Modeling nonlinear Rayleigh wave fields generated by angle beam wedge transducers—A theoretical study

Abstract

Nonlinear Rayleigh wave fields generated by an angle beam wedge transducer are modeled in this study. The calculated area sound sources underneath the wedge are used to model the fundamental Rayleigh sound fields on the specimen surface, which are more accurate than the previously used line sources with uniform or Gaussian amplitude distributions. A general two-dimensional nonlinear Rayleigh wave equation without parabolic approximation is introduced and the solutions are obtained using the quasilinear theory. The second harmonic Rayleigh wave due to material nonlinearity is given in an integral expression with these fundamental Rayleigh waves radiated by the wedge transmitter acting as a forcing function.
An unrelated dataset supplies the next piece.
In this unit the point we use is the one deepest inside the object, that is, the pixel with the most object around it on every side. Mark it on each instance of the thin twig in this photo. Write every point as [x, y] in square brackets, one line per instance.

Multi-Gaussian beam (MGB) models are employed to simplify these integral solutions and to extract the diffraction and attenuation correction terms explicitly. The effect of nonlinearity of generating sources on the second harmonic Rayleigh wave fields is taken into consideration; simulation results show that it will affect the magnitude and diffraction correction of the second harmonic waves in the region close to the Rayleigh wave sound sources. This research provides a theoretical improvement to alleviate the experimental restriction on analyzing the effects of diffraction, attenuation and source nonlinearity when using angle beam wedge transducers as transmitters.